The boss of John Lewis is staring down the barrel of a no confidence vote today, as anger from staff threatens to erupt at her leadership. Dame Sharon White took over as chair of John Lewis Partnership (JLP) in 2020, but has revealed she was considering selling a stake in the company, meaning it was no longer wholly owned by employees.
Following huge losses last year, JLP is desperately trying to turn the ship around and generate growth.
Despite suspending its staff bonus, job cuts now loom large and employees may land a blow against Dame Sharon by voting to oust her.
However, the vote is non-binding, so the 56-year-old chair needn’t necessarily take any notice of the outcome of the vote. That said, JLP has a culture of giving their staff a voice and blanking the will of employees may not be something Dame Sharon could stomach.
Staff, known at JLP as Partners, elect councillors that meet biannually to scrutinise the performance of the company and pass a vote of confidence in the leadership.
The vote comes with JLP in a sticky situation. The company has been battling to compete with other retailers like Amazon and Primark, according to the BBC, and its supermarket brand Waitrose has been outshone by Tesco and Aldi during the cost of living crisis.
The bombshell vote will be held during a marathon all-day meeting at John Lewis’s Odney Club in Maidenhead, Berkshire.
After Dame Sharon took over, the company posted a loss of £517million, after which a series of store closures were announced.
Job losses seem inevitable as the firm intends to cut £900million in costs by January 2026.

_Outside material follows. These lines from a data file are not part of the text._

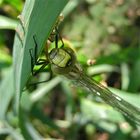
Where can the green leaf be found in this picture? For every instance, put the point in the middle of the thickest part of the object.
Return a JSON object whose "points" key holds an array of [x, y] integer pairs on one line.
{"points": [[6, 92], [38, 18], [7, 23]]}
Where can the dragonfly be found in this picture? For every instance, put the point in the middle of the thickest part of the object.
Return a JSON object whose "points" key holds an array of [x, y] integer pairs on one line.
{"points": [[63, 61]]}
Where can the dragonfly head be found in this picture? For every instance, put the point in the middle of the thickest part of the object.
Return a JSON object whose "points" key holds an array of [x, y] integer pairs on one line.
{"points": [[62, 60]]}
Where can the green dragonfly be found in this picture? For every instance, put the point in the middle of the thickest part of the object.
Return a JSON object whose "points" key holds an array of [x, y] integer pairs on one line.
{"points": [[63, 61]]}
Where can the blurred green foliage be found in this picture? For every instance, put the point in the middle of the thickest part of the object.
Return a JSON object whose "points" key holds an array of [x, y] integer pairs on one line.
{"points": [[106, 31]]}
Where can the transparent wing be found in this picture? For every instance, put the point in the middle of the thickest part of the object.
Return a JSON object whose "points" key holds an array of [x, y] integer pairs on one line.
{"points": [[115, 101]]}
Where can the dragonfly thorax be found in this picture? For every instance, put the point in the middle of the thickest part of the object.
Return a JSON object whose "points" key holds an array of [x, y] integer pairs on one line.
{"points": [[62, 59]]}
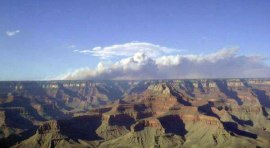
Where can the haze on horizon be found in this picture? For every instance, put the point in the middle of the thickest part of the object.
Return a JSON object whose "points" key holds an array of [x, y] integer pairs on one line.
{"points": [[45, 40]]}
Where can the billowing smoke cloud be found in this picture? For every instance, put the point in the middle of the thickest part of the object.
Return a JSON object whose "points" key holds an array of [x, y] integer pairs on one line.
{"points": [[222, 64], [128, 49]]}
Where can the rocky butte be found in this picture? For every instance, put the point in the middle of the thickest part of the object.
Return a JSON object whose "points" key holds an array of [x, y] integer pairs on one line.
{"points": [[146, 113]]}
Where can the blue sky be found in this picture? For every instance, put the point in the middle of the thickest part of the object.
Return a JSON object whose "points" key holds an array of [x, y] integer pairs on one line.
{"points": [[41, 47]]}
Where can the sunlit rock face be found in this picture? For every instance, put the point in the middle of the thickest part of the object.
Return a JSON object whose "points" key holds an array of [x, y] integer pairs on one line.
{"points": [[149, 113]]}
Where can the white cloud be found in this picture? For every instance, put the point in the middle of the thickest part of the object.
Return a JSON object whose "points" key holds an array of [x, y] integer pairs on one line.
{"points": [[72, 46], [129, 49], [12, 33], [221, 64]]}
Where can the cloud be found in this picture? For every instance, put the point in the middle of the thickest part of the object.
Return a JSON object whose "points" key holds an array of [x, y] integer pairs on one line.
{"points": [[129, 49], [12, 33], [72, 46], [224, 63]]}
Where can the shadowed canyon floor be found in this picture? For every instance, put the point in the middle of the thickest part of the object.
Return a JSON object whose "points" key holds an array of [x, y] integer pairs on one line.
{"points": [[147, 113]]}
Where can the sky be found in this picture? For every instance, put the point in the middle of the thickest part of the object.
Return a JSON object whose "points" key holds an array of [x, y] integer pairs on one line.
{"points": [[138, 39]]}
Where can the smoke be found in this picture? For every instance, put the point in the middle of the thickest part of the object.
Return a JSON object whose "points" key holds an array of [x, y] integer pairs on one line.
{"points": [[224, 63]]}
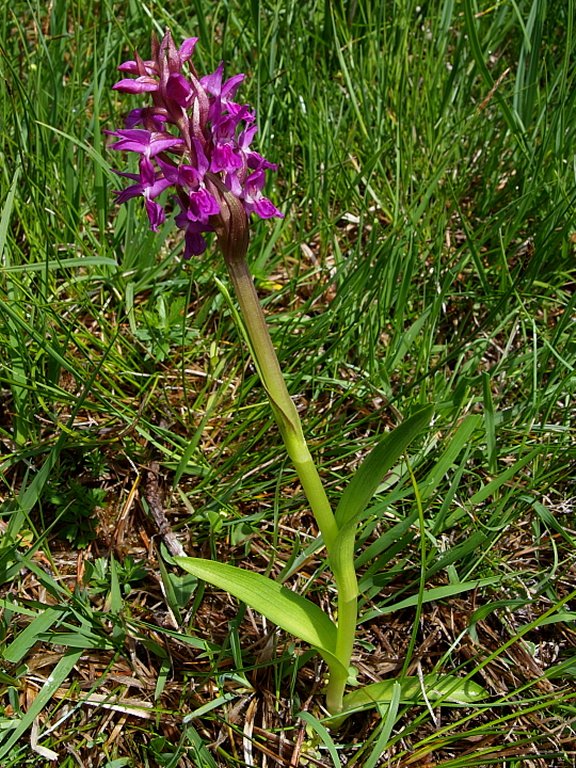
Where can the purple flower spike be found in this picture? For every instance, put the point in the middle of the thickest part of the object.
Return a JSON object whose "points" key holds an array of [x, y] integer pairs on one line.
{"points": [[194, 138]]}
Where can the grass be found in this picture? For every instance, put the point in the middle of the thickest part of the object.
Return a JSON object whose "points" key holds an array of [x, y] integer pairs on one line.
{"points": [[427, 255]]}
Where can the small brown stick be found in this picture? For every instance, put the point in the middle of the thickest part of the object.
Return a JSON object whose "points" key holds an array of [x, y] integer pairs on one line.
{"points": [[153, 496]]}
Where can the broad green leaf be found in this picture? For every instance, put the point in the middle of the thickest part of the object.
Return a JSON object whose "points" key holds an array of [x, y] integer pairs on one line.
{"points": [[288, 610], [449, 688], [382, 457]]}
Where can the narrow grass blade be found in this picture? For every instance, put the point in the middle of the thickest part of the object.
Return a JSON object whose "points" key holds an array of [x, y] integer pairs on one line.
{"points": [[449, 688], [56, 679], [322, 732]]}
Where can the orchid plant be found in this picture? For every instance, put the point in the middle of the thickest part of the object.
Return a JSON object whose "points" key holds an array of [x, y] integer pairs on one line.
{"points": [[195, 140]]}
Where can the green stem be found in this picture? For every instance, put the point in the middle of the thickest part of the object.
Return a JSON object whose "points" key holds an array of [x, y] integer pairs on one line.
{"points": [[284, 409]]}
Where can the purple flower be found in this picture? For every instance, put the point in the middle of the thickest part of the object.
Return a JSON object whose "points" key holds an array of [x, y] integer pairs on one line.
{"points": [[194, 138]]}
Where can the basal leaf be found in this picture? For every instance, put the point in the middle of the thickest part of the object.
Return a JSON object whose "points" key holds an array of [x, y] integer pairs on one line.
{"points": [[382, 458], [288, 610]]}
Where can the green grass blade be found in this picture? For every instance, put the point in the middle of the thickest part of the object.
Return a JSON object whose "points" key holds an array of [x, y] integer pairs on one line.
{"points": [[449, 688], [56, 679]]}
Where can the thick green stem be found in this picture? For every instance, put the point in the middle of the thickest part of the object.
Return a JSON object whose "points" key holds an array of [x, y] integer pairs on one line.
{"points": [[231, 227], [284, 409]]}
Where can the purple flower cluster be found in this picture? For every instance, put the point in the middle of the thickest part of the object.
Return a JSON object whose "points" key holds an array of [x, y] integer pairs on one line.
{"points": [[194, 138]]}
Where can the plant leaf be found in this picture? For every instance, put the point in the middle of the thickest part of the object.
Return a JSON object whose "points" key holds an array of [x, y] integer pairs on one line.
{"points": [[290, 611], [382, 457]]}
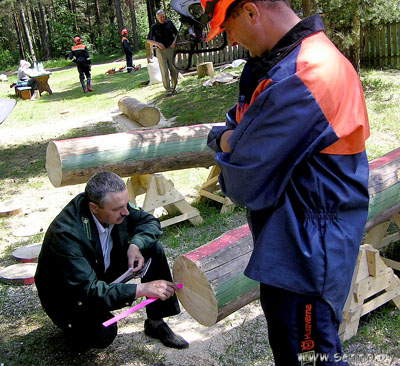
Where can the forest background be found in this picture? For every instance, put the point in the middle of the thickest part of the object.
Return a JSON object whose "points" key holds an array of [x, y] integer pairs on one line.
{"points": [[42, 30]]}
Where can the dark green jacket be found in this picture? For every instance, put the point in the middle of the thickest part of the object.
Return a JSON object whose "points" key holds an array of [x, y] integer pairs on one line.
{"points": [[70, 275]]}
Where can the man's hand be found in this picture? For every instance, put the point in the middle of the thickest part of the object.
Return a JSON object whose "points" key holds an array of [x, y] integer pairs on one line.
{"points": [[135, 258], [224, 141], [161, 289]]}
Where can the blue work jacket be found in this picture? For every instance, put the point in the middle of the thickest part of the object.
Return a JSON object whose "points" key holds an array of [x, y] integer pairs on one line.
{"points": [[298, 163]]}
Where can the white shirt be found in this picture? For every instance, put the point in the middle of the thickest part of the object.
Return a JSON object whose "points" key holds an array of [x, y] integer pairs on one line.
{"points": [[105, 240]]}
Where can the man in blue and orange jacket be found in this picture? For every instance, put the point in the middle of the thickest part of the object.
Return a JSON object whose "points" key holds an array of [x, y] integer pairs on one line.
{"points": [[293, 152], [80, 55]]}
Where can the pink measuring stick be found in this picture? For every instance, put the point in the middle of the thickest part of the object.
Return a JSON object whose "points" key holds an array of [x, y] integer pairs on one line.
{"points": [[133, 309]]}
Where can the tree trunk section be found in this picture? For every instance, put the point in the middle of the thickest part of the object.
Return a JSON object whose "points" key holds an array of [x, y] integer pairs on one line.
{"points": [[306, 6], [74, 161], [383, 185], [214, 285], [141, 113]]}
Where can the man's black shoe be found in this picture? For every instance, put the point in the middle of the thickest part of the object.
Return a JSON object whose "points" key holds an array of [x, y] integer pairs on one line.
{"points": [[165, 334]]}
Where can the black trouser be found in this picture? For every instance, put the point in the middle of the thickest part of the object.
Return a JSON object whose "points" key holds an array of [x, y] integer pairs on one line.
{"points": [[87, 331], [84, 70], [129, 64], [302, 330]]}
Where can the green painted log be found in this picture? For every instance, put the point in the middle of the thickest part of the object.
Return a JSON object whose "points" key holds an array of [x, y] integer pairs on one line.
{"points": [[74, 161], [383, 186], [214, 283]]}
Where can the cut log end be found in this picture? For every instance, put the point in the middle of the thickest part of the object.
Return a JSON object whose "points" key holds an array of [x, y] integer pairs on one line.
{"points": [[141, 113], [53, 164], [28, 253], [19, 274], [197, 297]]}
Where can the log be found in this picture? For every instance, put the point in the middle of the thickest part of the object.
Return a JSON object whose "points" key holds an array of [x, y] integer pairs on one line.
{"points": [[213, 279], [205, 69], [74, 161], [141, 113], [19, 274], [212, 275], [383, 186]]}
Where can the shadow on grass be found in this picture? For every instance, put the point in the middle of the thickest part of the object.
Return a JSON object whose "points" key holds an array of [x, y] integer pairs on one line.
{"points": [[120, 82], [197, 104], [46, 346]]}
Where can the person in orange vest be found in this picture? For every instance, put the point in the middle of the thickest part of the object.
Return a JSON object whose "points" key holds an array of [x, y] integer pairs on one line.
{"points": [[80, 55], [126, 46]]}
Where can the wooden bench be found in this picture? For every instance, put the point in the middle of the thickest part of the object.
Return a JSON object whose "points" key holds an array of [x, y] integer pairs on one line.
{"points": [[25, 92]]}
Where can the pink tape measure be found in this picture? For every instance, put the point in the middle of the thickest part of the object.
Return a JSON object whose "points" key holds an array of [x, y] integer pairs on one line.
{"points": [[133, 309]]}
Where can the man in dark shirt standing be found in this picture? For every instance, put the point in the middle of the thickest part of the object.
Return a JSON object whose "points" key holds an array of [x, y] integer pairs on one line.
{"points": [[80, 55], [126, 45], [163, 36]]}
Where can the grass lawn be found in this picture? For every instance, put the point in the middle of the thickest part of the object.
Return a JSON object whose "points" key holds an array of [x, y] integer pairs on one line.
{"points": [[27, 337]]}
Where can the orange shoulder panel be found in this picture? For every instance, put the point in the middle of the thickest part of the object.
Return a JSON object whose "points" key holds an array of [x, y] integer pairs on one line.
{"points": [[335, 85], [241, 110], [79, 47]]}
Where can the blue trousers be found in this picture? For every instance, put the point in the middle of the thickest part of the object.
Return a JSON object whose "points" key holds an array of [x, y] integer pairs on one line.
{"points": [[302, 330]]}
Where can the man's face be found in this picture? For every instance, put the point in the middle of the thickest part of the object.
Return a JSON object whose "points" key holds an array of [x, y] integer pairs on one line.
{"points": [[242, 31], [161, 18], [114, 210]]}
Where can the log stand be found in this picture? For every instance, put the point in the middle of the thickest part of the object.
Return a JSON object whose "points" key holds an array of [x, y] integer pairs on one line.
{"points": [[160, 192], [211, 186], [378, 237], [373, 284]]}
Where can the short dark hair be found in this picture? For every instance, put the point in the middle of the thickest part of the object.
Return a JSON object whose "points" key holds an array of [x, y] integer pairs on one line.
{"points": [[100, 184], [235, 7]]}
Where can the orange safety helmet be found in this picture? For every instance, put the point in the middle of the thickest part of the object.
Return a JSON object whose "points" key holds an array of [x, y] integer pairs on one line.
{"points": [[215, 10]]}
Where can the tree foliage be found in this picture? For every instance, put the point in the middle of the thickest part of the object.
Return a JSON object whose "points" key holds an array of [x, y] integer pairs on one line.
{"points": [[343, 19], [44, 29]]}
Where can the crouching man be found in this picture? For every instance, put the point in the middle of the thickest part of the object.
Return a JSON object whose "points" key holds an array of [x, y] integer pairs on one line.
{"points": [[93, 241]]}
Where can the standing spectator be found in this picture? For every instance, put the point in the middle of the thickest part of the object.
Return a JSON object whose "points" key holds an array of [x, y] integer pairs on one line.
{"points": [[126, 45], [25, 75], [80, 55], [293, 153], [163, 36]]}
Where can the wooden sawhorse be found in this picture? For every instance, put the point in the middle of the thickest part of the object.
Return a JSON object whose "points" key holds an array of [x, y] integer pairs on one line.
{"points": [[160, 192]]}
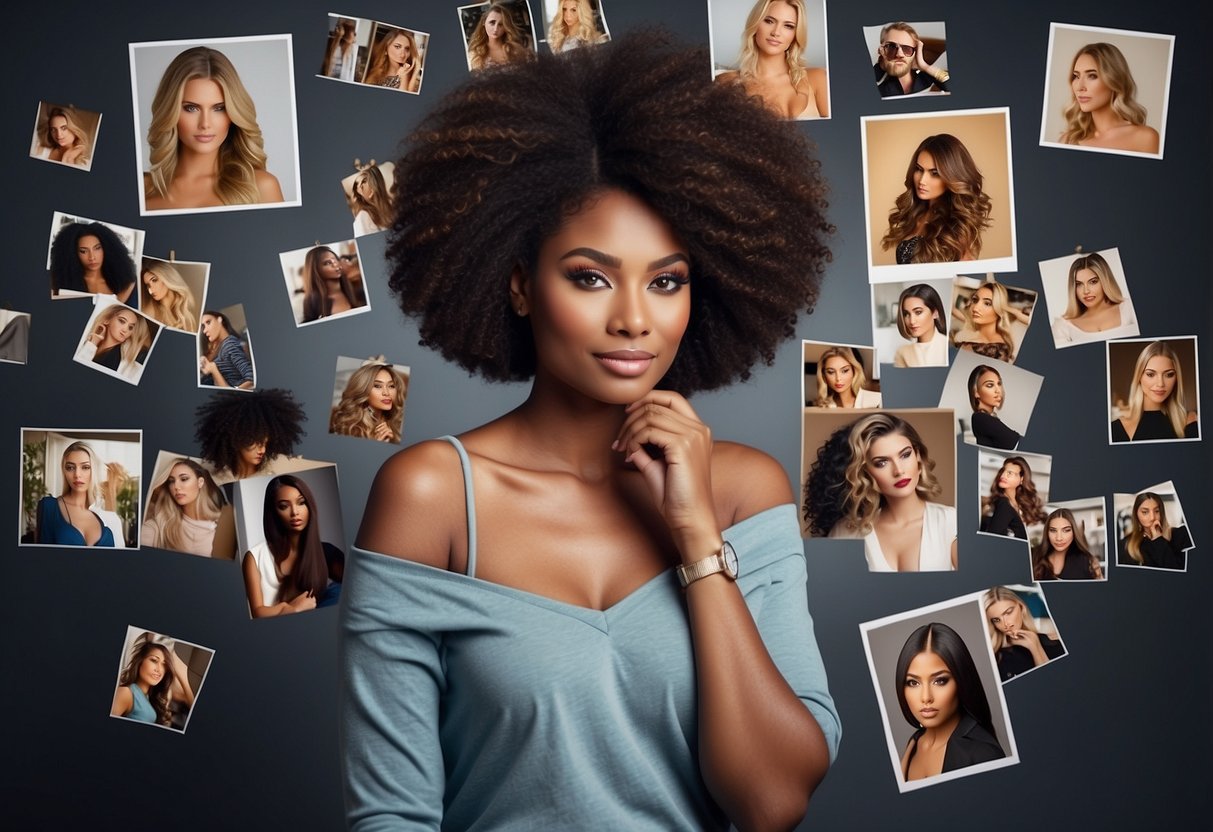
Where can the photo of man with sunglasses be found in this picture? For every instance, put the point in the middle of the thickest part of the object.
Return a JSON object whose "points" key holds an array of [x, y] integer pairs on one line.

After the 85,000 partners were told in March that for the second time in three years they would have to go without their annual bonus, 85 percent of the fewer than 1,000 staff surveyed said they were not confident the company was able to deliver its strategy.
Retail experts and former John Lewis senior staff expressed concern at Dame Sharon’s suggestion that she may sell a stake in the company.
Former managing director of the retailer said earlier this year that the idea would be a “tragedy” if carried out.
Former JLP partner and retail managing director at GlobalData, Neil Saunders, admitted there was a “bit of doubt” about how the vote would go.
He also criticised the move to sell a stake in the retailer, telling the Today programme: “It’s supposed to be a business that is solely owned by the partners and doesn’t have to answer to outside financial investors”.
“A lot of partners are very concerned about that because it really contradicts the ethos and spirit of the partnership.”